As Cobb explains, religion is an important factor in the solution of our current issues, and he points to the Members of the Mobilization for the Human Family as an exemplary Christian organization devoted to dealing with contemporary problems.

"The following is a mission statement. 'Progressive Christians Uniting, formerly Mobilization for the Human Family, is a movement of progressive Christians whose mission is to be a prophetic presence in the Church and in the world, steadfastly proclaiming the radically inclusive love of God and faithfully working for the inclusion of and justice for all God's children, regardless of sexual orientation, gender, age, race, ethnicity, or socio-economic status.'

"In his Preface, Editor John B. Cobb, Jr., Professor of Theology Emeritus at the Claremont School of Theology in Claremont, California, places the need for Progressive Christians Uniting in historical context. It is his perception that for more than a century, the major Protestant churches in the United States were leaders in progressive social action. Today they are mostly silent in affirming and supporting issues of justice. Some believe that the old-line churches, which have experienced declining membership, have turned inward for fear of losing more members. The dominant message heard in these churches, is 'Me and Jesus' or what Joseph Haar called 'individualistic self-serving redemptionism.' Cobb, however, believes that one reason for the decline of membership is the loss of nerve in facing a new historical situation. He points out that conservative churches, which have entered the political arena and dominated the media, are flourishing. In an Appendix, there is a short history of the politics of the Christian right, highlighting their message and politics. The author writes, 'The judgement of the Hebrew prophets against the unjust and the powerful and Jesus' gospel of forgiveness and inclusive love seem mostly subordinated in their speech to the ungodly idols of rigid and narrow sexual morality, capitalistic individualism, and exclusive nationalism.'

"Given this situation, Cobb writes, it is the intention of Progressive Christians Uniting, to seek 'to understand what is going on in our world and to clarify the relevance of our Christian faith and heritage to that world.' He states that those who have come together in Progressive Christians Uniting do so as witnesses to a common faith. Although they come from many churches in the Protestant tradition, they have been 'nurtured by the preaching and teaching of the Word of God, by the sacraments, and by service together in the world.' For all of them, the model for mission and ministry is Jesus. He writes, 'As followers of Jesus in the church, both ministers and lay people, we, too, are called, empowered, and energized for a public ministry in the name of Jesus Christ that reflects the love of God and will make the reign of God more visible, a reign of peace, love, and justice for all creation.'

"The sixteen chapters of the book, first prepared as position papers of Progressive Christian Uniting, describe areas in which Christians, if they are to make the reign of God visible, must be engaged. They are, Religion And The Public Schools, Basic Rights For Our Children, Reflections on Abortion, Human Rights And Civil Rights, Homosexuality And Same-Gender Unions, Is Social Security Really Broken? The Penal System, The War On Drugs, The Immigration Dilemma, Do Corporations Serve The Human Family? Responding To Sweatshops, The Globalization of Economic Life, Should Debt Be Forgiven? The Church and Environmentalism, Global Food Security, and The Global Population Crisis. Each chapter has a section on 'A Christian Perspective,' followed by a section called 'What Can We Do,' which includes 'Discussion Questions' and 'To Learn More.' The book is structured to be a resource and guide for study and discussion groups.
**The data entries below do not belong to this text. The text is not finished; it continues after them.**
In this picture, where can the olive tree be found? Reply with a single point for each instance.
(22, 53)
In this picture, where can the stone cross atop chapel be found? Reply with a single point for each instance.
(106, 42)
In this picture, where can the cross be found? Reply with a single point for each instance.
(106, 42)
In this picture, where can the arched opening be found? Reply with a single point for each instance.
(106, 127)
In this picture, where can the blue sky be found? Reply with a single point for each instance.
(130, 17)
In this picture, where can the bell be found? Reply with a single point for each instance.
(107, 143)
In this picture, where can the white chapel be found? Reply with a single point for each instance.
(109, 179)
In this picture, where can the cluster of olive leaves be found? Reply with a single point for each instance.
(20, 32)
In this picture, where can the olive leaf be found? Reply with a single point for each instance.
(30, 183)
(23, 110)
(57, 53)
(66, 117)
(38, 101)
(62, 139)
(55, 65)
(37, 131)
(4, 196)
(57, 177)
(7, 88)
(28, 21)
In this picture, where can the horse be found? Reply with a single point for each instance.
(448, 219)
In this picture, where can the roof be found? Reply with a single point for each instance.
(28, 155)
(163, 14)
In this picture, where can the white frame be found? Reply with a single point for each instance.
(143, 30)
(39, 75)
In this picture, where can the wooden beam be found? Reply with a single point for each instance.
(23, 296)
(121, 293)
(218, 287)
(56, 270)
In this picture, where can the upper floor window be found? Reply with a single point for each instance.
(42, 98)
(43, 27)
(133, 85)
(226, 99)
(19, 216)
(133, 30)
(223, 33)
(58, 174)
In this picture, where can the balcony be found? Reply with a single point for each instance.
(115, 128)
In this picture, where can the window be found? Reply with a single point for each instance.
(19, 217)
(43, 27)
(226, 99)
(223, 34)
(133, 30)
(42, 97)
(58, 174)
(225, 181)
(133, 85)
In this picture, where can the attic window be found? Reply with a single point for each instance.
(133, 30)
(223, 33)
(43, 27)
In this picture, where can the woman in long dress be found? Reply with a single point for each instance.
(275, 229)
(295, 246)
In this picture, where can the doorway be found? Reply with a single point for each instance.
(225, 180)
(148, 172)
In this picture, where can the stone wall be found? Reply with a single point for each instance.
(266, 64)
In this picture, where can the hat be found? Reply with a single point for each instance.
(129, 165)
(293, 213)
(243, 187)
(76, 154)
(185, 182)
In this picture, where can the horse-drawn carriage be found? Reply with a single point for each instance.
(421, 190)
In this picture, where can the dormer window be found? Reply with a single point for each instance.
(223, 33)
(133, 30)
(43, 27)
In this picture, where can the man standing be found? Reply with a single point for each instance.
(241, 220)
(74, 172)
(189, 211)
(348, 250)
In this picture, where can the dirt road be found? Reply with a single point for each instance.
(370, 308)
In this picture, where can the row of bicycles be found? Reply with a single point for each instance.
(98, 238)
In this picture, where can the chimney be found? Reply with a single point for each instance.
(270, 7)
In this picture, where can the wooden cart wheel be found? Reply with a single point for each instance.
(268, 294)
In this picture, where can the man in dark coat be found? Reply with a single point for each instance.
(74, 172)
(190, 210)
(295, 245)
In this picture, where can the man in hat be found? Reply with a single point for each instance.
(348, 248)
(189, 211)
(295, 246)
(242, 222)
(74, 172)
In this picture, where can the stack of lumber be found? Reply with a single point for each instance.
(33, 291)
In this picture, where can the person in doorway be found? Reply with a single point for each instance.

"This book is for Christians who know that their faith is more than an individual, personal relationship to God (accept Jesus as your personal Savior). Faith is a commitment to follow Jesus by proclaiming and embodying the Domination-Free Order (Walter Wink) of justice and compassion he called the Kingdom of God. Cobb writes, 'When the whole of life and thought are unified in faith, there is an integrity and joy we cannot otherwise know." - Review by G. Richard Wheatcroft

John B. Cobb is Professor Emeritus at the Claremont School of Theology in Claremont, CA.